Background and aims
Little is known about post-COVID-19 neurological symptoms. We aimed to assess neurological manifestations of post-COVID-19 patients and their relation to severity.
Methods
We performed a cross-sectional analysis of 779 consecutive COVID-19 patients (PCR-confirmed) in the post-acute stage (585 women, median age 42, median interval post-infection 48 days). All participants filled the form (https://forms.gle/vgoyHQ6wftkucgtM8). We performed a multinomial logistic regression with cross-entropy optimization to predict subject cluster using sex, treatment modality (outpatient (696), non-ICU-inpatient (52) and ICU-inpatient (31)) and age groups as regressors.
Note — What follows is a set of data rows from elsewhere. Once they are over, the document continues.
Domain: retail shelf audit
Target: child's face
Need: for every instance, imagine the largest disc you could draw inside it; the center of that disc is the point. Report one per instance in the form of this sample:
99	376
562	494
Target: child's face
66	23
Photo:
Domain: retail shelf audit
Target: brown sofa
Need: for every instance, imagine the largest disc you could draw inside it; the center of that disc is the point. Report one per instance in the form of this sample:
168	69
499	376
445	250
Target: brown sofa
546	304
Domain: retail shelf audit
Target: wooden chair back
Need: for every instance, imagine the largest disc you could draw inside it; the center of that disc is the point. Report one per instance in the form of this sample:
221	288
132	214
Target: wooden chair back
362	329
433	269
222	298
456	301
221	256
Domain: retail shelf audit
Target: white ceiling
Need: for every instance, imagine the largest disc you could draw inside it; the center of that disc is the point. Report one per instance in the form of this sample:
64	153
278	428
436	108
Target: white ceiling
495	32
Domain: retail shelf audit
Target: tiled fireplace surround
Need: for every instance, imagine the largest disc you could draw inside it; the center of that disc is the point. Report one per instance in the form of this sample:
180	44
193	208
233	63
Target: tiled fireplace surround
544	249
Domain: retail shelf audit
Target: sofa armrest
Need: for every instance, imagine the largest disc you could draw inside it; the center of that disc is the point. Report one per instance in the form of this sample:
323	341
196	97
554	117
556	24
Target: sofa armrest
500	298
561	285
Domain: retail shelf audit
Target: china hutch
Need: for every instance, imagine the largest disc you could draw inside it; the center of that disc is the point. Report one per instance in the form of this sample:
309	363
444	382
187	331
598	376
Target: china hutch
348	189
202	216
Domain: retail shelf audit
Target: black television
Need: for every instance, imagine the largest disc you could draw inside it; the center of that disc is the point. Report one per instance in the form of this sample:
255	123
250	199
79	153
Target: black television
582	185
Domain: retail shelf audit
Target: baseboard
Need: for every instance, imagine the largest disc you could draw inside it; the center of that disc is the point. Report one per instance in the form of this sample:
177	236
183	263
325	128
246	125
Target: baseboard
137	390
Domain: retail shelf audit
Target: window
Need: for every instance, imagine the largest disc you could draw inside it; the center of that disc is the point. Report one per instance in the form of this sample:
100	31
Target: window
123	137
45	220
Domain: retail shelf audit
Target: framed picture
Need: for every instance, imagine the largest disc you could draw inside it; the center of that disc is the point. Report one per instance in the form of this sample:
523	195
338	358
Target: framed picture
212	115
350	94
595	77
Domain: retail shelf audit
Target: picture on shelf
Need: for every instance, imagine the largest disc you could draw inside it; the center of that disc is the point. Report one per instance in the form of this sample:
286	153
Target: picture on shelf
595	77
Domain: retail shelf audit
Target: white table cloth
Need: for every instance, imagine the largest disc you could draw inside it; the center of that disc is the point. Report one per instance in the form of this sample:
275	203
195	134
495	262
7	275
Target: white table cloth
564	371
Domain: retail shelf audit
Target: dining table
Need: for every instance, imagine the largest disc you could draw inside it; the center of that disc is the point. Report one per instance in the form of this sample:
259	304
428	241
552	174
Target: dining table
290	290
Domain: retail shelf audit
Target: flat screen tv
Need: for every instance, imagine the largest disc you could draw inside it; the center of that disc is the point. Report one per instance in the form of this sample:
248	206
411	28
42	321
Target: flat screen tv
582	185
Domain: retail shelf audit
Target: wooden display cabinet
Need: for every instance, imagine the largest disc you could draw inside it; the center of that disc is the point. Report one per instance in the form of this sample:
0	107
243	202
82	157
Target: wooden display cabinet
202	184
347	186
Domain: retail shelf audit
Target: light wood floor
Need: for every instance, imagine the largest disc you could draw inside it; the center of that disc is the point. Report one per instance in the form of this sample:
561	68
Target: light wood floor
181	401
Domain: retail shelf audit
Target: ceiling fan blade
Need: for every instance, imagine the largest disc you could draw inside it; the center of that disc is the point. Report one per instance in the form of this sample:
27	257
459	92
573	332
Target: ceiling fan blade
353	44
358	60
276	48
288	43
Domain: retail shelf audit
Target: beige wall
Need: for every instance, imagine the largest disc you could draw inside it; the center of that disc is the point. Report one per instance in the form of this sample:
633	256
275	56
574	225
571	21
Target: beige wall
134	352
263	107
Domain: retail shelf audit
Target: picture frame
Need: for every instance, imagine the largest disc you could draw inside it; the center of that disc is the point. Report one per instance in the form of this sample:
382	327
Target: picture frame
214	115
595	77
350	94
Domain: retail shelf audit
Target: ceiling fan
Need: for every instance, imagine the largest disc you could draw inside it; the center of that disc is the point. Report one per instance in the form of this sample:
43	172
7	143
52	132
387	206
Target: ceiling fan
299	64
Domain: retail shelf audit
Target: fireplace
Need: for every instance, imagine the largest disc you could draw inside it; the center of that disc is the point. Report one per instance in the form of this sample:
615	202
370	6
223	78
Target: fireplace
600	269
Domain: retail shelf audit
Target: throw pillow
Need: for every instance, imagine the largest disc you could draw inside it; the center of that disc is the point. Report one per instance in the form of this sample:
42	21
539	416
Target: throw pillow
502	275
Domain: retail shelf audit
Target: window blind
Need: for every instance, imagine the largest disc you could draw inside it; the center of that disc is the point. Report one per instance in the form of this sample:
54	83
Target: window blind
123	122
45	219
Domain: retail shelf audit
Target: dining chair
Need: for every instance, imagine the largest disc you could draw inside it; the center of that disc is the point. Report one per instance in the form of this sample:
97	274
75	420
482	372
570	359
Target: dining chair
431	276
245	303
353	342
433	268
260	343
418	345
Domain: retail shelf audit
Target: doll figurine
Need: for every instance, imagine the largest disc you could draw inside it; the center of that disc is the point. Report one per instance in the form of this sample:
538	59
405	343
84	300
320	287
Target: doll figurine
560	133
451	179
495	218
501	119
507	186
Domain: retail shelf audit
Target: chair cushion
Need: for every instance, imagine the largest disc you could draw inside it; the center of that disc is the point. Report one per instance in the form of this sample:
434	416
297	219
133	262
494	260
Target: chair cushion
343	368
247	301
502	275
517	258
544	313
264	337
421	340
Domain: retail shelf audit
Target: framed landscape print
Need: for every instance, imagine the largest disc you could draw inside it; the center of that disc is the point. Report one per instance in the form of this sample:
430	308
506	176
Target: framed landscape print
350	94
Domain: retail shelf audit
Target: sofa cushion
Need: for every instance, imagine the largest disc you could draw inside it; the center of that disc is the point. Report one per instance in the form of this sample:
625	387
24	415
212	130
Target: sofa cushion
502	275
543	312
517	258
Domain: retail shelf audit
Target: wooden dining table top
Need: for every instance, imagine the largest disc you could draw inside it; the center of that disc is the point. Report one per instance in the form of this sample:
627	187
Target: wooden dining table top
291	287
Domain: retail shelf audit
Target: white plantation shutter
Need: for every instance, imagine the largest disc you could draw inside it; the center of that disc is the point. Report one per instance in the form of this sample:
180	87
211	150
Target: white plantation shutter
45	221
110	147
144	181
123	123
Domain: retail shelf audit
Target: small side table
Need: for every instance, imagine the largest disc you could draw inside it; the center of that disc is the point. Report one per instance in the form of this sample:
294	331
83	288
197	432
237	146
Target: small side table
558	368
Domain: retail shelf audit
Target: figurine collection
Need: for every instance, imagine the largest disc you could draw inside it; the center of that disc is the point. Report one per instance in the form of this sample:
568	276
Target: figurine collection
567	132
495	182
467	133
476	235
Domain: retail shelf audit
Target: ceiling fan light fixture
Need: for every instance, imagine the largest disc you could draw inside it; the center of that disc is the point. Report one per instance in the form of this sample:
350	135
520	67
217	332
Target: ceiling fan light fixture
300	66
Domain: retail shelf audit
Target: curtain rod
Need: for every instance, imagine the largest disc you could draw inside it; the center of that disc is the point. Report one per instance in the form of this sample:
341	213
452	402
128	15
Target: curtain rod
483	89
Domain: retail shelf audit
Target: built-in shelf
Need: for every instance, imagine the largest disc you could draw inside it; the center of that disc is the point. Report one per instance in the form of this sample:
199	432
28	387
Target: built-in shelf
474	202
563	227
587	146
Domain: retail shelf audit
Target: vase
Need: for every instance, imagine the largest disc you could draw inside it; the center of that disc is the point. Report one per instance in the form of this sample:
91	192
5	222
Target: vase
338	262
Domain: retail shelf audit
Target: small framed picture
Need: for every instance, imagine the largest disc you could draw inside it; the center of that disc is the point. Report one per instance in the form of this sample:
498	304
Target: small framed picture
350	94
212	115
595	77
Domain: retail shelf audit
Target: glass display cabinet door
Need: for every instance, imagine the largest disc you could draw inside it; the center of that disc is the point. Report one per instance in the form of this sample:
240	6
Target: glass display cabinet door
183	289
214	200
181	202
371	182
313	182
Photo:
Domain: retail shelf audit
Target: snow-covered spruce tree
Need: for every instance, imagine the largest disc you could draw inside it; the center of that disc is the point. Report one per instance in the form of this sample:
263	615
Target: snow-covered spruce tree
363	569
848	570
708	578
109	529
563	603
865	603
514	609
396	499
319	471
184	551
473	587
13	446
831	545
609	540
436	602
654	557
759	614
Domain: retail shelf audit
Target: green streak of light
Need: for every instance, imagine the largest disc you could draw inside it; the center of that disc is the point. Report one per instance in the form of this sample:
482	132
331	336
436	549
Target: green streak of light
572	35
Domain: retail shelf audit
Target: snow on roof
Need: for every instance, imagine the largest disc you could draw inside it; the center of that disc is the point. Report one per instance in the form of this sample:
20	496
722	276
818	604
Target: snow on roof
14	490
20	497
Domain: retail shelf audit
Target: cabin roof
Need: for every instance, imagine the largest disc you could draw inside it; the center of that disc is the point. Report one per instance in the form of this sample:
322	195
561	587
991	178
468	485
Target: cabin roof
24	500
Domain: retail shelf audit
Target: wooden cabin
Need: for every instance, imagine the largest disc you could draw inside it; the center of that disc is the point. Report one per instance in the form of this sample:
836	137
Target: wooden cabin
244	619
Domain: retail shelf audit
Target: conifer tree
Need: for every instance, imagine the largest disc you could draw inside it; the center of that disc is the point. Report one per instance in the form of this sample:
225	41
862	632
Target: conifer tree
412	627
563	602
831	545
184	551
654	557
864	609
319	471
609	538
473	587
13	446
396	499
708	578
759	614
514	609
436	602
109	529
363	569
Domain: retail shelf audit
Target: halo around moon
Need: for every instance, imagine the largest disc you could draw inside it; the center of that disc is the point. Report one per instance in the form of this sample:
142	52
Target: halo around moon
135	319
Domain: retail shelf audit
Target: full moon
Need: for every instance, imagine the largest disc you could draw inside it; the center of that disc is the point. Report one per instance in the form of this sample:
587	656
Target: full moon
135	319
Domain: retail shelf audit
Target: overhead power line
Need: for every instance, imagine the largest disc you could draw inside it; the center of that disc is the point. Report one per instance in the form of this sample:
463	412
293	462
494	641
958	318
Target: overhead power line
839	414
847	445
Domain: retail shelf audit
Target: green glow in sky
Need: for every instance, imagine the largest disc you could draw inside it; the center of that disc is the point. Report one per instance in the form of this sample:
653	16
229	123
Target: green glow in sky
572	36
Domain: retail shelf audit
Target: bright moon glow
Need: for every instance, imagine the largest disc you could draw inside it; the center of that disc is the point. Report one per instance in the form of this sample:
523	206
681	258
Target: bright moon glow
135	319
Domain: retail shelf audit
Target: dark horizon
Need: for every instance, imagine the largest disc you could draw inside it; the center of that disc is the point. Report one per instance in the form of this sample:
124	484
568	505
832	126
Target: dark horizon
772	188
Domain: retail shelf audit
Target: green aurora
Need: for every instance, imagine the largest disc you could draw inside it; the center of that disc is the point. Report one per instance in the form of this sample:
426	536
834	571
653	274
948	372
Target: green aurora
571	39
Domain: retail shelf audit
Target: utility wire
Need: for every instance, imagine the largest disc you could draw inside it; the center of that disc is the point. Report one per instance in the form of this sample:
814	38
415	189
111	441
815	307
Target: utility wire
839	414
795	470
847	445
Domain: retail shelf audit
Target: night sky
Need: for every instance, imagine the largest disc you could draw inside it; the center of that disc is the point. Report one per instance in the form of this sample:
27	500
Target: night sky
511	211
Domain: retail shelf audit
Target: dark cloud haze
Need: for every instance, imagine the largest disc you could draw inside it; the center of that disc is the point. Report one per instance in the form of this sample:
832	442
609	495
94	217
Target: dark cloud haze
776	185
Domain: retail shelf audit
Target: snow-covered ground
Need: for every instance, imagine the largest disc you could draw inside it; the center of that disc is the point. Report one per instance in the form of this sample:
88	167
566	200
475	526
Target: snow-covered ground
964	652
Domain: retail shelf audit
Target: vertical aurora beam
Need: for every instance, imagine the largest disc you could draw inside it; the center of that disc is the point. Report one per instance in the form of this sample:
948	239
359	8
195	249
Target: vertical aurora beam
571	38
SciPy 1.5.2 and Scikit-Learn 0.23.2 Python packages were used for the analyses.
Results
Most of the participants were polysymptomatic (18.6% were asymptomatic, 19.6% had one symptom, 17.1% had two symptoms, and 44.7% presented three or more symptoms), including fatigue (48%), headache (34%) and memory problems (29.8%). Cluster analysis divided the 779 individuals into five clusters of subjects (anosmia predominant, oligosymptomatic, polysymptomatic, headache predominant and fatigue/memory predominant), and four clusters of symptoms (headache, fatigue/memory issues, anosmia/ageusia and miscellaneous symptoms). Regarding treatment, the non-ICU inpatients (compared to the outpatients) were less likely to be in the anosmia-predominant cluster (p = 0.04); the ICU inpatients (compared to the outpatients) had a higher probability of being in the fatigue-memory cluster (p = 0.001). Women presented a higher chance to be in the headache cluster (p < 0.001) and a lesser chance to be in the oligosymptomatic (p < 0.001) and fatigue-memory predominant (p = 0.02) groups.
Conclusions
Anosmia seems associated with milder manifestations, and the fatigue-memory group appears associated with ICU admission. Women presented more headache and were more polysymptomatic than men.